El Shaddai : Ascension of the Metatron | Anteprima

Come promesso alcuni giorni fa in un articolo, abbiamo provato le ultime demo messe a disposizione dal PS Store ed abbiamo deciso di svelarvi le nostre prime impressioni sotto forma di anteprima.
In questa sede mi occuperò di un titolo alquanto intrigante che non vedevo l’ora di testare personalmente : sto parlando di El Shaddai : Ascension of the Metatron.
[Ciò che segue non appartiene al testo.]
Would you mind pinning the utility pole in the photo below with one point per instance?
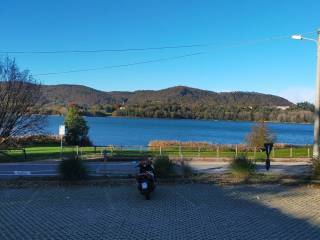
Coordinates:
(316, 133)
(317, 105)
Questo è un videogioco che ha la rara peculiarità di riuscire ad incuriosire sotto ogni punto di vista : già a partire dal titolo è inevitabile venirne attratti.
Il significato del titolo va ad intersecarsi direttamente con la trama di questo videogioco : l’El Shaddai citato nel nome non è altro che uno dei tanti nomi con cui viene indicato Dio nella tradizione giudaica.
Infatti questo titolo affonda le radici della propria storia nell’antico testamento e più precisamente nel libro di Enoch. Il protagonista sarà per l’appunto lo stesso Enoch il quale andrà in missione sulla Terra per recuperare le anime di sette angeli caduti durante la costruzione della torre di Babele, prima che Dio punisca l’umanità con il diluvio universale.
Durante il viaggio Enoch sarà accompagnato dai quattro arcangeli e da un Lucifero in giacca e cravatta e spesso impegnato al cellulare, ben lontano dalla tradizione cristiana.
Non penso ci sia bisogno di aggiungere altro poichè viene da sè che, per quanto possa piacere o meno il concept, siamo di fronte ad un titolo molto originale e che trascende i soliti canoni imposti.

  Per ciò che concerne il gameplay di El Shaddai va detto che non inventa nulla di nuovo : avremo tra le mani (l’8 settembre per la precisione) un action classico ispirato ai soliti capisaldi DMC e GoW.
Nonostante una classicità di fondo, ci sono alcune trovate particolarmente azzeccate che rendono questo titolo accattivante. Un esempio è che l’HUD (cioè le indicazioni su schermo come indicatori e barre) sarà praticamente assente e lo stato di salute di Enoch verrà indicato tramite la rottura della sua corazza che, in seguito ai colpi subiti, andrà in mille pezzi fino a lasciarlo indifeso.
Se vogliamo questa idea è una sorta di fusione tra Dead Space, perl’assenza di HUD, e lo storico Super Ghouls n’ Ghosts, in riferimento alla perdita dell’armatura.
Un altra trovata è in riferimento alle armi : infatti dopo un certa quantità di danni inferta al nostro avversario, potremo sottrargli l’arma, purificarla tramite la pressione del tasto L1 ed utilizzarla contro di esso. Queste armi inoltre si usureranno con il tempo diventando pressochè inefficaci.
Da quanto visto nella demo esistono solo tre tipologie di armi (il che è un pò pochino a mio avviso) ma la speranza è che nella versione definitiva del gioco ve ne siano di più e con la possibilità di effettuare degli upgrade.
Oltre alle solite fasi di combattimento che contraddistinguono ogni action che si rispetti, sono presenti anche numerose sezioni platform in 2D che servono a spezzare in maniera efficace il ritmo di gioco.

Dove però El Shaddai da il meglio di sè è ssenza dubbio nella grafica e nel particolare stile che il team Ignition ha deciso di adottare.
La grafica è realizzata con un motore che fa sfoggio di un cell shading estremamente minimalista e dinamico allo stesso tempo. L’utilizzo di linee geometriche semplici (che vanno a creare forme di gusto orientale) e di toni sempre molto appariscenti, ci donano una delle esperienze visive più spettacolari in campo videoludico.

D’altra parte la mente che sta dietro allo sviluppo di questo titolo è un certo Takeyasu Sawaki, che potrà sembrare uno sconosciuto qualsiasi ma se calcoliamo che ha collaborato allo sviluppo di Devil May Cry e di Okami allora le tessere del puzzle tornano tutte al loro posto.
Così come la grafica anche il sonoro gioca un ruolo fondamentale : grazie ad una commistione di suoni ispirati alla tradizione giapponese e ad una serie di brani epici, il comparto sonoro di El Shaddai è sicuramente di forte impatto emotivo.

Concludendo ricordiamo che il gioco uscirà l’8 settembre in Europa mentre invece in Giappone è già stato rilasciato in aprile. Spesso i videogiocatori richiedono a gran voce dei titoli che vadano un pò contro corrente poichè troppo spesso ci ritroviamo tra le mani dei titoli che peccano di omologazione l’uno con l’altro.
Non vi è dubbio che le premesse siano di prim’ordine ma è altresì vero che probabilmente El Shaddai non sarà un gioco destinato a tutti.